Here’s a condom; don’t get people pregnant
Participant 1: I don't know if anywhere sexual education was different, but mine consisted of "Here's a condom; don't get people pregnant; you'll get diseases; and your body is changing." There was nothing about consent, pleasure for other sexes. It kind of has the whole thinking of, "Okay, yes means yes and no means no." And there's so much more. [...]
Participant 2: I know, for instance, my partner- she went to a Catholic high school. [...] She said, "oh, every past experience, I let the guy do what he wanted, and I just went along with it." I'm like, "that's not consent," and she goes, "oh, yeah." But like it is very much what you're not taught in high school- and I think this is great (points at policy) but knowing what consent is and knowing what consent is not and knowing whether or not you have been a victim/perpetrator of sexual assault is a big part of it.
Sign on with a service such as KeepMe.Safe, which connects students with mental health professionals from cultures around the world and promote this service as part of university SV/SA service provision.
Ensure all sexual violence prevention and response education and training opportunities actively deconstruct victim-blaming, rape myths and gender norms.
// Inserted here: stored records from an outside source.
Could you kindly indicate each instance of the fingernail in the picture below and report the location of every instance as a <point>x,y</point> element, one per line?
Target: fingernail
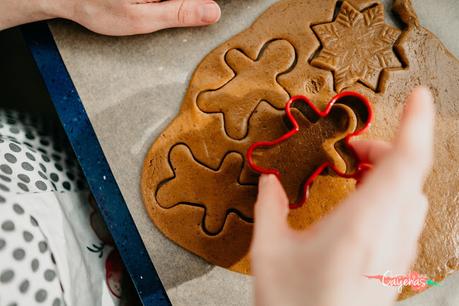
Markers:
<point>210,13</point>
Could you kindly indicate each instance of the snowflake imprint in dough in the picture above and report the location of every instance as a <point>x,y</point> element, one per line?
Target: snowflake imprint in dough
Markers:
<point>357,46</point>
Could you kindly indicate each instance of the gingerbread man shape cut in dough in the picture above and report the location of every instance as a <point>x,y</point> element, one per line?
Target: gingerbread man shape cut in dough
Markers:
<point>213,183</point>
<point>253,82</point>
<point>317,141</point>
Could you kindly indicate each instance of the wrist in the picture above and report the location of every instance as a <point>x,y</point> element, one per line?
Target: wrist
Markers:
<point>17,12</point>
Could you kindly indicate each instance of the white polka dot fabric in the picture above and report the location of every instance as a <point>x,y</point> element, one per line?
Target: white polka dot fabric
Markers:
<point>31,277</point>
<point>32,158</point>
<point>45,221</point>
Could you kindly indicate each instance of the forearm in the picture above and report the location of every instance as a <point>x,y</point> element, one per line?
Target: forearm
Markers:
<point>16,12</point>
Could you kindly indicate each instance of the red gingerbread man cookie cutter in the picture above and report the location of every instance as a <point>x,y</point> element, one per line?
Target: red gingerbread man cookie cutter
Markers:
<point>361,166</point>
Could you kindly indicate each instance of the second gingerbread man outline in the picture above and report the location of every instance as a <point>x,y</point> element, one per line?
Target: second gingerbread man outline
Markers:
<point>254,81</point>
<point>347,101</point>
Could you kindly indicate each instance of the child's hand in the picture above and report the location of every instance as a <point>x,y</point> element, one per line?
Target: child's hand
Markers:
<point>125,17</point>
<point>113,17</point>
<point>373,231</point>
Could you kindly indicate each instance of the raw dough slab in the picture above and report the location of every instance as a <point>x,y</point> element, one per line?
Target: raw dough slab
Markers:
<point>132,87</point>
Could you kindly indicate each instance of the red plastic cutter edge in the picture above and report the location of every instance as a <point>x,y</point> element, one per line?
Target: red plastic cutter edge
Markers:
<point>361,166</point>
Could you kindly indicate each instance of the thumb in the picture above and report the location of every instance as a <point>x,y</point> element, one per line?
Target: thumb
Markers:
<point>183,13</point>
<point>271,209</point>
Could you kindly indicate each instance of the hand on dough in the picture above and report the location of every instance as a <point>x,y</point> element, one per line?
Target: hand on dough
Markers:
<point>374,230</point>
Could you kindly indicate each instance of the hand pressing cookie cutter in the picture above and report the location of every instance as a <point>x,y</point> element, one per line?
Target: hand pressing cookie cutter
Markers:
<point>361,166</point>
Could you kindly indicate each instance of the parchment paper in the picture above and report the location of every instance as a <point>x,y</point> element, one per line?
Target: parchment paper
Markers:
<point>132,87</point>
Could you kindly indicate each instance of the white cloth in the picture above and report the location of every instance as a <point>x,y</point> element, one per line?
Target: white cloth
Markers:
<point>53,247</point>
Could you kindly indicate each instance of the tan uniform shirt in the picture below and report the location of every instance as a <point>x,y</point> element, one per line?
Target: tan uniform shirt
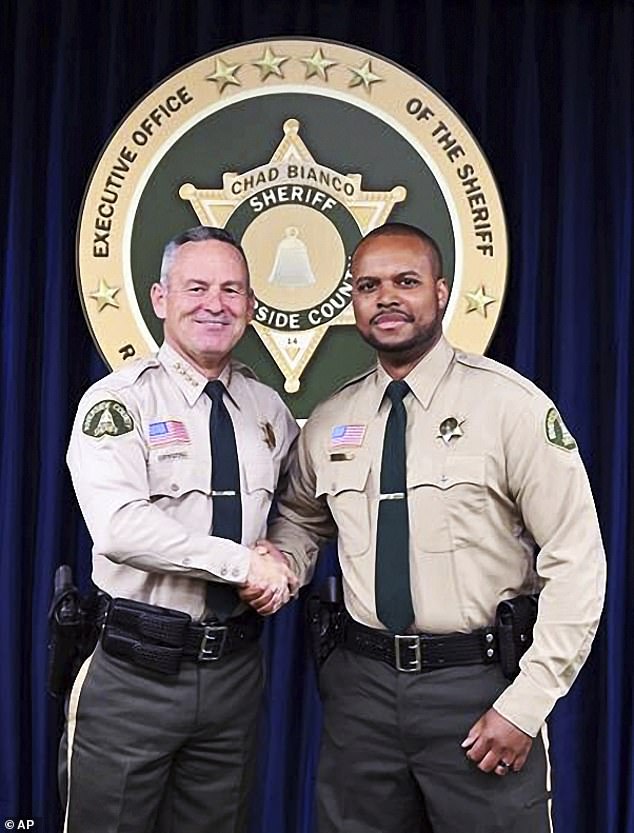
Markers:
<point>145,494</point>
<point>480,498</point>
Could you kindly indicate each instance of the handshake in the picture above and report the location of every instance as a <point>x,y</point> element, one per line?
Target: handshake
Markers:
<point>270,581</point>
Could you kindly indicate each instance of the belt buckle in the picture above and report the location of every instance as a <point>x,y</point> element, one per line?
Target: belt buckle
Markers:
<point>410,643</point>
<point>212,643</point>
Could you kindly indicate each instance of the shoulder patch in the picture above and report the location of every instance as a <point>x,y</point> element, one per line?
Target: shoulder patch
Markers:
<point>556,432</point>
<point>107,418</point>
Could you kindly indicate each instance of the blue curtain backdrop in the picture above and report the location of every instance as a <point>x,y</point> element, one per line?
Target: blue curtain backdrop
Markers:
<point>547,88</point>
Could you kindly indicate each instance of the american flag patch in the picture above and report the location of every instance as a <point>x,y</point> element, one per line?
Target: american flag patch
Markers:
<point>347,436</point>
<point>166,433</point>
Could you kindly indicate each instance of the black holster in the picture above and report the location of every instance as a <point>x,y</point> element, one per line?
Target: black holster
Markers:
<point>326,620</point>
<point>514,619</point>
<point>74,623</point>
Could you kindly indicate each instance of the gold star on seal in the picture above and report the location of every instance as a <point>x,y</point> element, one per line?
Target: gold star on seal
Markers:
<point>479,301</point>
<point>363,75</point>
<point>224,74</point>
<point>270,64</point>
<point>104,295</point>
<point>318,65</point>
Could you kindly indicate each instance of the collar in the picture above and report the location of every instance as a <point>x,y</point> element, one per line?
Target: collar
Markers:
<point>424,378</point>
<point>189,380</point>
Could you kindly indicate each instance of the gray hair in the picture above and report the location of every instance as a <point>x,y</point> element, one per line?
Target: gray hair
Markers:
<point>197,234</point>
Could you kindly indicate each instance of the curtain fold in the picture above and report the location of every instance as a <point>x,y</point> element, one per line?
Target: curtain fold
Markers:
<point>548,90</point>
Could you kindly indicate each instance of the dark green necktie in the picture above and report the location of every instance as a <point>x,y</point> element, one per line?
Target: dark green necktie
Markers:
<point>392,584</point>
<point>222,599</point>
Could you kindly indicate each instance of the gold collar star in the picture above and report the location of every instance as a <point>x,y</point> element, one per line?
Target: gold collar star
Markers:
<point>479,301</point>
<point>224,74</point>
<point>363,75</point>
<point>318,65</point>
<point>104,295</point>
<point>450,428</point>
<point>270,64</point>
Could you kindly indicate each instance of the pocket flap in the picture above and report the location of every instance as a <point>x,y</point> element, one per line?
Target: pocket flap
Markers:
<point>454,471</point>
<point>335,477</point>
<point>258,474</point>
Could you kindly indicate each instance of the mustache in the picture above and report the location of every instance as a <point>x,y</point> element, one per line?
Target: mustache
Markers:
<point>214,319</point>
<point>391,312</point>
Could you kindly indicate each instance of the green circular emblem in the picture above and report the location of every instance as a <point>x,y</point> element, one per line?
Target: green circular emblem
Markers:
<point>299,148</point>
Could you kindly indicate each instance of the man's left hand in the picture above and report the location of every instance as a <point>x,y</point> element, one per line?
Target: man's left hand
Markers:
<point>496,745</point>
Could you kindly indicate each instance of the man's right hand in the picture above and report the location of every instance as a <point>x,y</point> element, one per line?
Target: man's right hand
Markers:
<point>270,581</point>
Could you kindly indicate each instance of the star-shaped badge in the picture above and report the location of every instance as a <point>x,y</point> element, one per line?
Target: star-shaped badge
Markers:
<point>318,65</point>
<point>478,301</point>
<point>363,75</point>
<point>224,74</point>
<point>450,428</point>
<point>270,64</point>
<point>104,295</point>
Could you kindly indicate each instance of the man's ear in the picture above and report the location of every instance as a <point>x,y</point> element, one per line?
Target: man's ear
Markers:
<point>250,306</point>
<point>157,296</point>
<point>442,292</point>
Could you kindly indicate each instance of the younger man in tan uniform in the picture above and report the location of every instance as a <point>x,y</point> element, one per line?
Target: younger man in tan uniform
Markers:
<point>452,484</point>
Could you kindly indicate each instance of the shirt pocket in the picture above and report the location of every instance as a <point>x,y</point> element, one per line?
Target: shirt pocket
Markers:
<point>258,477</point>
<point>344,485</point>
<point>176,478</point>
<point>447,502</point>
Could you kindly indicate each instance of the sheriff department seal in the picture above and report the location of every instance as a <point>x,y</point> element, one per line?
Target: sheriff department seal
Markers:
<point>299,148</point>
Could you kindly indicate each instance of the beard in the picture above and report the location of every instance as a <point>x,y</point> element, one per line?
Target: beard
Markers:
<point>418,344</point>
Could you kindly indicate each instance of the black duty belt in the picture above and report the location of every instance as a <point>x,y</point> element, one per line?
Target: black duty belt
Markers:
<point>159,638</point>
<point>422,652</point>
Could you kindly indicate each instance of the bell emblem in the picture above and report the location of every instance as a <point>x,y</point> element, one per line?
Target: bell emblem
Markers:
<point>292,264</point>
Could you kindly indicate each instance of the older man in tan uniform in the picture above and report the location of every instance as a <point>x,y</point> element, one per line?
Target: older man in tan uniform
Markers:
<point>175,460</point>
<point>493,501</point>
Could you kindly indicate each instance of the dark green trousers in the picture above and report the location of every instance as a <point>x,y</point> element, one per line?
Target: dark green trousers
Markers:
<point>391,760</point>
<point>147,753</point>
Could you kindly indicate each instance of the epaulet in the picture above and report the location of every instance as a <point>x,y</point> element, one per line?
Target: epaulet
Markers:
<point>128,374</point>
<point>244,370</point>
<point>355,379</point>
<point>479,362</point>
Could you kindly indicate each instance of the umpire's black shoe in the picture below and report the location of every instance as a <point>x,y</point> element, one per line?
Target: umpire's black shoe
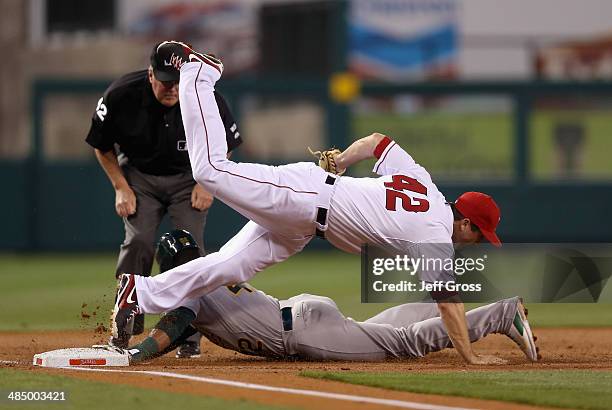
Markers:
<point>126,308</point>
<point>188,350</point>
<point>175,53</point>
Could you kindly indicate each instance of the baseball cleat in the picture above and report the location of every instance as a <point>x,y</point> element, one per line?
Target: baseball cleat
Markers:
<point>188,350</point>
<point>125,309</point>
<point>176,53</point>
<point>520,333</point>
Ensure these sessions take an intersectional approach to understanding sexual violence and supporting victim/survivors.
Emphasize the victim's right to decide whether they would like to report the incident after they have disclosed it to the university. Ensure the victim is aware of the formal and informal routes for reporting, including the option of reporting to the police. Clearly communicate any limits to confidentiality.